The online world is changing. In particular, efforts to rein in excessive online marketing - such as current(GDPR) and upcoming(revised Swiss DPA) legal requirements and technical measures such as the abolition of third-party cookies - are forcing operators of internet services to rethink their strategies. The impact of advertising media and the behaviour of the target group(s) must be collected in a way that protects both the rights of users and the reputation of operators.

A classic example: A company's own product is advertised on third-party websites. The product or service should then be purchased or utilised on your own website. Conversely, products can be advertised on your own website in order to then sell them via another channel.

But how does the link between your own and third-party websites work? Until now, it was possible to exchange data with other parties involved or to collect the required information yourself using tracking pixels. Classic attribution. However, this approach is proving to be increasingly risky. The parties involved have to protect each other legally, because sharing personal data is no longer ethically or legally tenable.

A possible solution? The exchange of relevant data without revealing the identity of one's own customer base. Legally clean, ethically clean. We're talking about Data Clean Rooms!

What is a data clean room?

The biggest challenge today is to understand the behaviour of potential customers beyond the boundaries of your own infrastructure and to compare it with your own advertising measures in order to optimise them.

A data clean room is basically an environment in which data from different parties can be brought together without one party being able to view sensitive data from other parties involved. To draw a figurative comparison: A data clean room is a room in which known and unknown(?) people are brought together. this group can be asked questions via an intercom system. This allows important questions to be answered without revealing the identity of the person answering. In practice, this includes questions such as:

  • How many of you bought our product after seeing advert XY on our partner?
  • How did you find out about our product?
  • What content on our website convinced you to buy from our partner?

The implementation of a data clean room

In order to use a data clean room properly, all parties who want to gain cross-party insights must agree with the other parties involved on what information should be exchanged and which key can be used to bring it together.

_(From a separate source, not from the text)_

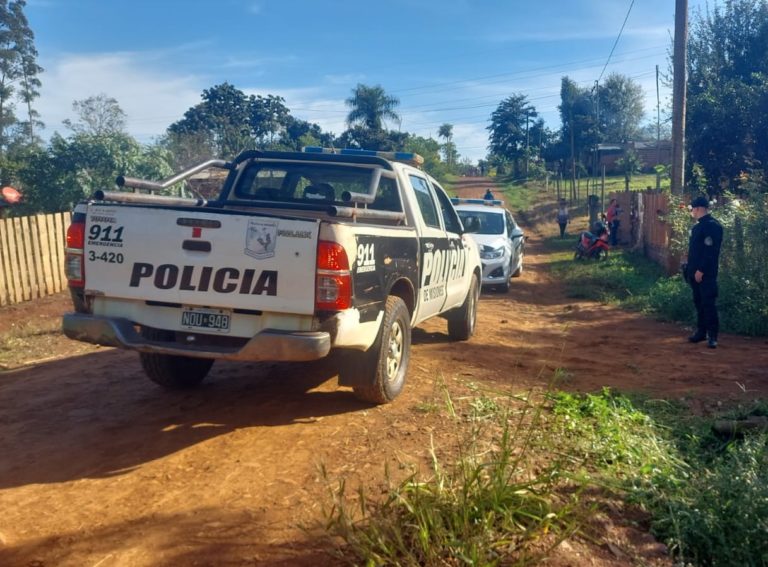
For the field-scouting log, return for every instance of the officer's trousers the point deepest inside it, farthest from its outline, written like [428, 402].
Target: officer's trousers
[704, 298]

Typically, all parties have behavioural data and a common key that makes it possible to link the individual behaviours. Such a key can be a common ID (identity federation), for example, but also simple first-party information (such as an email address from your own customer base). The key is anonymised according to an agreed pattern - for example MD5, SHA256 or other one-way algorithms. The data is then provided with the anonymised key and fed into the shared data pool.

What's the catch?

In practice

The prerequisite for a clean data clean room is that the individual parties cannot access each other's data directly. They can only obtain aggregated, non-personal analyses. In practice, it is therefore essential to tackle such a project with a third, neutral partner. The independent partner has no way of identifying the individuals in the centrally collated data, as it does not know the encryption. At the same time, the individual parties can only access aggregated queries that do not allow any conclusions to be drawn about individuals from their own customer base.

As data clean rooms are more of a concept than a concrete product, different approaches can be used to implement data clean rooms. For example, a specialised self-service offering can be hired on the Internet or a digital agency can be brought in to act as a man-in-the-middle, collate the data and provide a suitable analysis option that is appropriately isolated for all parties involved.

Although no personal data is usually available in data clean rooms, it is advisable to pay close attention to the safeguards offered when transferring data. In this way, conflicts with applicable law (data protection) can be avoided in the relationship between data controllers and processors.